Pro Inside global Inside local Outside local Outside global

icmp 210.68.166.7:5 192.168.10.3:5 210.68.166.2:5 210.68.166.2:5

icmp 210.68.166.7:6 192.168.10.3:6 210.68.166.2:6 210.68.166.2:6

icmp 210.68.166.7:7 192.168.10.3:7 210.68.166.2:7 210.68.166.2:7

icmp 210.68.166.7:8 192.168.10.3:8 210.68.166.2:8 210.68.166.2:8

icmp 210.68.166.8:13 192.168.10.1:13 210.68.166.2:13 210.68.166.2:13

icmp 210.68.166.8:14 192.168.10.1:14 210.68.166.2:14 210.68.166.2:14

icmp 210.68.166.8:15 192.168.10.1:15 210.68.166.2:15 210.68.166.2:15

icmp 210.68.166.8:16 192.168.10.1:16 210.68.166.2:16 210.68.166.2:16

icmp 210.68.166.9:5 192.168.10.2:5 210.68.166.2:5 210.68.166.2:5

icmp 210.68.166.9:6 192.168.10.2:6 210.68.166.2:6 210.68.166.2:6

icmp 210.68.166.9:7 192.168.10.2:7 210.68.166.2:7 210.68.166.2:7

icmp 210.68.166.9:8 192.168.10.2:8 210.68.166.2:8 210.68.166.2:8

  result ： All the hosts are Ping through Internet, Because it is dynamic address translation , So the external address assigned to the host is random .

3、 Port address translation ( It's similar to dynamic address translation , It just needs to be in NAT(config)#ip nat inside source list 1 pool abc Add after overload):

example ： Make the above dynamic NAT Change the example of , All internal addresses are mapped to external addresses 210.68.166.5, At this time, we need to use port reuse NAT

topology ：

Code and dynamics NAT Mostly the same , The following points out only the differences ：

NAT(config)#ip nat pool abc 210.68.166.5 210.68.166.5 n

NAT(config)#ip nat pool abc 210.68.166.5 210.68.166.5 netmask 255.255.255.0 （ The start address is the same as the end address ）

NAT(config)#access-list 1 permit 192.168.10.0 0.0.0.255

NAT(config)#ip nat

NAT(config)#ip nat i

NAT(config)#ip nat inside s

NAT(config)#ip nat inside source l

NAT(config)#ip nat inside source list 1 p

NAT(config)#ip nat inside source list 1 pool abc ?

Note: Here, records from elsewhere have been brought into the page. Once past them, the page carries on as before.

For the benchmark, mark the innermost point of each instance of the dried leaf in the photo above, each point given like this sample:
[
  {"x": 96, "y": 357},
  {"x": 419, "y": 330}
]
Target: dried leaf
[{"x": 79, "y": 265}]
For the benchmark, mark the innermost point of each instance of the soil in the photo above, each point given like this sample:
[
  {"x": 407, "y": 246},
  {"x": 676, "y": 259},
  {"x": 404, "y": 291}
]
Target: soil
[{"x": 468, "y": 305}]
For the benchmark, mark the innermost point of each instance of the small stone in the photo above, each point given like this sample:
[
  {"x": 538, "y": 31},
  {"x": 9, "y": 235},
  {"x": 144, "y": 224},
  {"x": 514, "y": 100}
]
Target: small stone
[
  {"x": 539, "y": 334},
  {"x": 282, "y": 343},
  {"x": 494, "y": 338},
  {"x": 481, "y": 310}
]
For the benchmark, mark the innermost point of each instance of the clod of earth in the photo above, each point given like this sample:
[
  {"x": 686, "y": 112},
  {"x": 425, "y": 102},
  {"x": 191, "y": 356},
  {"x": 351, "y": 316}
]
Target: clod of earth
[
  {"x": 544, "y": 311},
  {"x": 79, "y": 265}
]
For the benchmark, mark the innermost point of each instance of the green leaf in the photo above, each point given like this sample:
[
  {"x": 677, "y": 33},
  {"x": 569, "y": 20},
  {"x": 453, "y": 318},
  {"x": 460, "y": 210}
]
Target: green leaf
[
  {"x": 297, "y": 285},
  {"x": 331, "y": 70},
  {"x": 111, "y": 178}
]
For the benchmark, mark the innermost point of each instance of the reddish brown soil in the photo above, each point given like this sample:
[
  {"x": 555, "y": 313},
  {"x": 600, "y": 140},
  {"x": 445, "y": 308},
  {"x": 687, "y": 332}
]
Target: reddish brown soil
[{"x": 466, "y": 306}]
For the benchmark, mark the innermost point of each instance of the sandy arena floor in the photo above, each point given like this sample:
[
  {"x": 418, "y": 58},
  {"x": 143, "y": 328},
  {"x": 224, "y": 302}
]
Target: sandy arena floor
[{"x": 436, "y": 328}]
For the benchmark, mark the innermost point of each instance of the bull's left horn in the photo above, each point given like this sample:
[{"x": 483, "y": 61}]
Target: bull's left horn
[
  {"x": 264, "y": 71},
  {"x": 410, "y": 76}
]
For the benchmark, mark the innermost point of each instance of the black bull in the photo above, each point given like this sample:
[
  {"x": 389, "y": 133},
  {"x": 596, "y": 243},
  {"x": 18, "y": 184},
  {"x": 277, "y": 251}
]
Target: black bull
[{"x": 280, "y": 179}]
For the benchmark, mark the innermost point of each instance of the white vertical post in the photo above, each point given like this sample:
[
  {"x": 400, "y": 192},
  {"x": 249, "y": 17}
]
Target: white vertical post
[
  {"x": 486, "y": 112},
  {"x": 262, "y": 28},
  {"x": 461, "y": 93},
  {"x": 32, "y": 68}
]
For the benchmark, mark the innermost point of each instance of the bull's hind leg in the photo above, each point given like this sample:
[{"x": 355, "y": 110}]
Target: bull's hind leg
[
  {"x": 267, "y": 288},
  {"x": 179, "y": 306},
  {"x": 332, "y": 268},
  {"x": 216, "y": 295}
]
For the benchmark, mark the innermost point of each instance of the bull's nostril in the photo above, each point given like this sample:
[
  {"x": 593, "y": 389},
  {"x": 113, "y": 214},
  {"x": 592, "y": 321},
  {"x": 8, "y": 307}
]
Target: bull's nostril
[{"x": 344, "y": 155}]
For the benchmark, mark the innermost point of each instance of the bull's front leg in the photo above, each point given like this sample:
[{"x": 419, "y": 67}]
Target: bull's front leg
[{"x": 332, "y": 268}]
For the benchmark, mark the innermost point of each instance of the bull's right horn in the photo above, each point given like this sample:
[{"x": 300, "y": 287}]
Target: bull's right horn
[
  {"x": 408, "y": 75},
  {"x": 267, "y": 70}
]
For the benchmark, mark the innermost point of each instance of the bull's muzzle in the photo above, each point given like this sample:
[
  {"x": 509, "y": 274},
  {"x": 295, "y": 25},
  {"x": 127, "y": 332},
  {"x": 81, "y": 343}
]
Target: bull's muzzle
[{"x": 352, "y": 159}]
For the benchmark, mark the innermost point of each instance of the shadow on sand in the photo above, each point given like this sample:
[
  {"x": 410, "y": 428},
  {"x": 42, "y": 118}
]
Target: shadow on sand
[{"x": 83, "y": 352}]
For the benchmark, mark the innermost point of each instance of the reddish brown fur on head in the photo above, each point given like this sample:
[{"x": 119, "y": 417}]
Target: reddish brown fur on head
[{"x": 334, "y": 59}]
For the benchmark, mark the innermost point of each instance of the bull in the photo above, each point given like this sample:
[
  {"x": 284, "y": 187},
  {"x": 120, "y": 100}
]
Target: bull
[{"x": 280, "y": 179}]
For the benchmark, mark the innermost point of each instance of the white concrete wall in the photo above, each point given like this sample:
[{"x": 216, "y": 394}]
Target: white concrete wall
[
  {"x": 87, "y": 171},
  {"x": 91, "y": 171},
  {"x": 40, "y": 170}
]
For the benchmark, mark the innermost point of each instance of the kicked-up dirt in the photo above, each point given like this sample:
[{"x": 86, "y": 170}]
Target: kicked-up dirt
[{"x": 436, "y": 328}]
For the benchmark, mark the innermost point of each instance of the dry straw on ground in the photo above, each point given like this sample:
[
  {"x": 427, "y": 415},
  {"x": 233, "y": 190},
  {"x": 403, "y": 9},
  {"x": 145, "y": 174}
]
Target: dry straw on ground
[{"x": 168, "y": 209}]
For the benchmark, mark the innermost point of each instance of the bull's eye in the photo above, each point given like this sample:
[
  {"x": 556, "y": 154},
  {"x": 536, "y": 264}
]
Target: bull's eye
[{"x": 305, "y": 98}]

overload Overload an address translation

<cr>

NAT(config)#ip nat inside source list 1 pool abc o

NAT(config)#ip nat inside source list 1 pool abc overload  （NAPT Key words of ）

  result : Three hosts are Ping Internet I use it all the time 210.68.166.5 The address of  

This article is written here , You are welcome to point out anything bad , thank you ！